Она родилась 3 марта 1940 года — как раз в те весенние дни закончилась финская военная кампания. И потому мама считала дочь счастливым талисманом, предвестницей мира и была абсолютно убеждена: с ними ничего дурного случиться не может. Не должно! Несмотря ни на какие лишения! И наотрез отказывалась покидать осажденный Ленинград…
Семьей из четырех человек они жили на Большой Охте, в двухкомнатной квартире с печным отоплением на третьем этаже каменного дома дореволюционной постройки. Но с началом войны отец, Иван Константинович, выпускник военного училища младших командиров, отвечающий по нынешней поре за снабжение одеждой и питанием ремесленников на Кировском заводе, был переведен на казарменное положение. Навещать родных, чтобы узнать, живы ли они, Ильин мог только раз в месяц. Чаще просто не получалась… Мама, Анна Ивановна, коренная петербурженка, теперь была ответственна и за маленькую дочурку, и за свою престарелую слепую мать…

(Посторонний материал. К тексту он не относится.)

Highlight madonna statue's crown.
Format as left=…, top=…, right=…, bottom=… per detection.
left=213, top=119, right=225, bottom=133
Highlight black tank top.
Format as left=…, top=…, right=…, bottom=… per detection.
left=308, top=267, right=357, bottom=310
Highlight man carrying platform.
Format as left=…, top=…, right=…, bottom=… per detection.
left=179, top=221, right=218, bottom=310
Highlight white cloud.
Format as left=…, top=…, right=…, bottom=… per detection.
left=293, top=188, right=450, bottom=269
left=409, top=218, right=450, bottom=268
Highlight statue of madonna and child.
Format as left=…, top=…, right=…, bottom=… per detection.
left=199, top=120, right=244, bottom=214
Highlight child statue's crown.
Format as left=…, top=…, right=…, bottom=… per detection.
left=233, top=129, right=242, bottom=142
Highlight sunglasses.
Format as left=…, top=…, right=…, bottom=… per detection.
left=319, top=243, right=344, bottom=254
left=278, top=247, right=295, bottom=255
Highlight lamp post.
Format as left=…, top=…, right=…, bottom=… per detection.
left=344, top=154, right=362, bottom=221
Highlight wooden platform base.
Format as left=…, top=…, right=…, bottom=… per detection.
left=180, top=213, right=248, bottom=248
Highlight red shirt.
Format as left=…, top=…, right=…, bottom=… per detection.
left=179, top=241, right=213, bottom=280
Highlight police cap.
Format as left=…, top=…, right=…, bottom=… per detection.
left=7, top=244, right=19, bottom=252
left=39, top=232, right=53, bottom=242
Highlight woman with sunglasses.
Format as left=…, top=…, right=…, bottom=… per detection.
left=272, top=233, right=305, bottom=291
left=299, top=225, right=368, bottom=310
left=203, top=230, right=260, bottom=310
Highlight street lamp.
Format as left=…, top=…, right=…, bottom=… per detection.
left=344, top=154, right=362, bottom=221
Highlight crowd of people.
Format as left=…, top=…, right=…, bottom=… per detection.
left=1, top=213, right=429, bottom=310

Водопровод не работал, за водой Анна Ивановна привычно ходила на Неву. Когда же таскать тяжелое ведро совсем не осталось сил, брала с собой бидончик… А там тоже преграда. Когда к реке спускаешься, между берегом и уровнем льда перепад метра два — два с половиной. Сделаны для удобства схода ступеньки. Но люди постоянно падали, воду разливали, потому что на ступенях наросла сплошная ледяная короста. На ней пытались делать зарубины, но это помогало мало. Поэтому сверху к реке просто скатывались. А обратный путь, как подняться — тут не сразу и сообразишь… И вот выстоит Анна Ивановна очередь к проруби, кружкой воду начерпает. Потом поставит бидончик рядом с собой на снег и терпеливо ждет, когда же набранная вода покроется сверху кружком льда. Как пробкой, закроет горловину. Чтобы в случае падения не расплескать. Иначе вновь в хвост очереди придется пристраиваться. А как иначе?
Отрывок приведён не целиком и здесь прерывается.